High blood pressure can contribute to a stroke, and more than 40% of women have what’s considered high blood pressure or are taking medicine to control it. And the risk increases with age. Since women live longer than men, their incidence of strokes is also higher. Certain types of birth control medicines can be a risk factor, along with high blood pressure in pregnancy. High rates of depression also increase a woman’s risk of stroke.
And the risk significantly increases in minorities. In fact, stroke is a leading cause of death among African American women. They’re more likely to die from a stroke than non-Hispanic white women or Hispanic women in the U.S. Across all racial and ethnic groups, African Americans have the highest rate of death from a stroke. Some of the reasons include higher rates of high blood pressure, obesity, diabetes, and smoking, all of which contribute to stroke risk.
For Hispanic women, stroke is the fourth leading cause of death. In this case, the higher risk factors include high blood pressure, which can be found in one in three Hispanic women. Obesity is another risk factor, and about half of all Hispanic women are considered obese. Diabetes is yet another risk factor, and it impacts more than one in nine Hispanic women.
In general, symptoms include sudden numbness or weakness in the face, arm, or leg, especially on one side of the body. They include trouble speaking and difficulty understanding speech. Another is trouble seeing in one or both eyes. Other symptoms are sudden trouble walking, dizziness, loss of balance, or lack of coordination.
Atypical symptoms are those that are unusual, including those that don’t typically fit a single diagnostic category. And it turns out they’re much more common in women, according to recent research. The atypical symptoms more often found in women include confusion, fatigue, and generalized weakness.

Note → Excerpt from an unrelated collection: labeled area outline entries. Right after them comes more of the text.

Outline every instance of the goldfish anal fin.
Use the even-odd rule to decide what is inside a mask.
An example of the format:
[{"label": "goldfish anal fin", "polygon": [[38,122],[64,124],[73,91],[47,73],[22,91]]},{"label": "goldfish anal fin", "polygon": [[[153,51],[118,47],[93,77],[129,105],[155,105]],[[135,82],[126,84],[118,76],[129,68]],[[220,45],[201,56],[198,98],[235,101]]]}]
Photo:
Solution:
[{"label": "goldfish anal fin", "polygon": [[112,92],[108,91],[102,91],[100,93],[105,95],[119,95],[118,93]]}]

The research was published online on April 12, 2022, in the International Journal of Stroke. It was a compilation of 21 studies done over 18 years and looked at data on almost 37,000 people diagnosed with stroke. About half of the patients were women, and they were generally older than men when they suffered a stroke.
The findings showed women had a higher risk of things like a headache, a change in mental state, or loss of consciousness, all of which could be confused with other impairments instead of stroke. Having trouble speaking, which is a typical sign of stroke, was found to be less common in women.

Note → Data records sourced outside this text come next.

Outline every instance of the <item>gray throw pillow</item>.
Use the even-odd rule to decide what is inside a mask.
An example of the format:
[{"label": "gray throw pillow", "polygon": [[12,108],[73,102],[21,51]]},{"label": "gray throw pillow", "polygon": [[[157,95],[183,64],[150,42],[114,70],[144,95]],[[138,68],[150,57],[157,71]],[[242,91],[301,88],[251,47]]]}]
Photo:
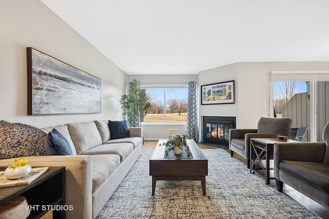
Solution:
[{"label": "gray throw pillow", "polygon": [[0,121],[0,158],[45,155],[43,147],[47,134],[40,129],[22,123]]},{"label": "gray throw pillow", "polygon": [[108,121],[108,127],[111,131],[111,139],[122,138],[129,137],[129,128],[127,121]]},{"label": "gray throw pillow", "polygon": [[46,136],[44,143],[47,155],[72,155],[67,140],[56,129],[53,129]]}]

An earlier study of a stroke registry showed similar results. It found that women experience delays in stroke diagnosis because of their atypical symptoms. And with strokes, time can be critical for treatment. Among 1124 patients in the registry, 59% were women. Women were significantly older than men and predominantly white. There were no sex differences noted in the incidences of previous strokes (or other ailments). However, this research also found that nontraditional stroke symptoms of pain and altered level of consciousness were significantly more common in women than men. And the typical symptoms of a stroke, including instability and the loss of mobility on one side of the body, were more common in men.

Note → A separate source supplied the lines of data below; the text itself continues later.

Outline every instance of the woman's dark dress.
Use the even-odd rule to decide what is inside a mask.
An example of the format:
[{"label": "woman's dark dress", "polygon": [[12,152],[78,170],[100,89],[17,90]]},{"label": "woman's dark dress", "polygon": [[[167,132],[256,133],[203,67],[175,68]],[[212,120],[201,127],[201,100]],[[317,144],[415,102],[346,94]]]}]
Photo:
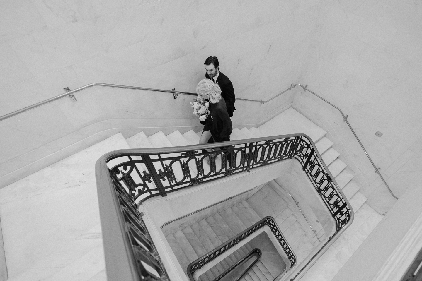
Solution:
[{"label": "woman's dark dress", "polygon": [[230,140],[230,134],[233,130],[232,120],[230,120],[227,112],[224,99],[222,97],[218,103],[212,104],[210,102],[208,110],[211,114],[205,120],[203,131],[210,131],[214,139],[214,142]]}]

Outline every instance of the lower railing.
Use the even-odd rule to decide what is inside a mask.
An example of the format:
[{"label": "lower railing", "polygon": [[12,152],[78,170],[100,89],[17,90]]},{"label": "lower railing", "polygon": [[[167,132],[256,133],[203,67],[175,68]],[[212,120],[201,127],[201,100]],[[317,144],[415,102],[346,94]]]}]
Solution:
[{"label": "lower railing", "polygon": [[[255,260],[252,261],[252,262],[251,263],[251,265],[249,265],[246,269],[243,270],[243,272],[241,273],[238,274],[238,276],[236,277],[236,276],[233,276],[234,277],[232,278],[233,281],[239,281],[240,279],[242,279],[242,278],[245,276],[246,273],[248,273],[248,271],[249,271],[251,268],[254,267],[257,262],[259,261],[260,259],[261,258],[261,256],[262,255],[262,252],[261,250],[258,249],[257,248],[255,248],[253,249],[252,251],[249,252],[246,256],[243,257],[240,260],[238,261],[237,262],[233,265],[230,267],[230,268],[228,268],[227,270],[225,270],[224,272],[221,273],[215,279],[212,281],[219,281],[223,278],[224,278],[227,276],[228,276],[230,274],[233,274],[234,273],[236,270],[238,268],[240,268],[243,265],[246,264],[246,262],[250,261],[252,259],[255,258]],[[225,278],[225,279],[227,279]]]},{"label": "lower railing", "polygon": [[268,216],[249,227],[224,244],[222,244],[196,260],[191,262],[188,266],[187,270],[187,276],[189,277],[189,279],[190,279],[191,281],[197,281],[197,279],[195,279],[194,278],[195,271],[200,269],[207,264],[212,262],[215,259],[224,254],[230,249],[235,246],[241,241],[249,237],[265,225],[270,227],[271,232],[279,241],[287,259],[290,261],[290,265],[288,267],[290,268],[292,267],[296,263],[296,257],[287,241],[283,237],[281,232],[279,229],[274,219]]},{"label": "lower railing", "polygon": [[[352,223],[351,208],[306,135],[265,137],[218,145],[122,150],[98,160],[96,174],[109,281],[168,280],[137,205],[154,196],[165,196],[201,182],[247,173],[285,159],[299,162],[336,224],[334,234],[291,280],[307,270]],[[210,148],[220,150],[202,150]]]}]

Well, the research reminds us patients with stroke don’t always have obvious or expected symptoms. Knowing women appear more likely than men to have atypical symptoms means a stroke is more likely to be missed with women. The hope is that mere knowledge of this will reduce higher numbers of death and greater disability rates that women currently see from a stroke.
Taking aspirin may help reduce your risk for stroke because it can prevent blood clots, but you should talk with your doctor before taking any aspirin to make sure it’s right for you. You should also make healthy lifestyle changes to control your blood pressure. Take medicines to reduce blood pressure, if prescribed. It’s also important to manage your cholesterol and take medication for that, too. If you smoke, take steps to quit. If you don’t smoke, don’t start. And watch for the signs and symptoms of a stroke, both typical and atypical, so you can save a life if you see them appear. The life you save may even be your own. After all, when it comes to a stroke, every minute counts.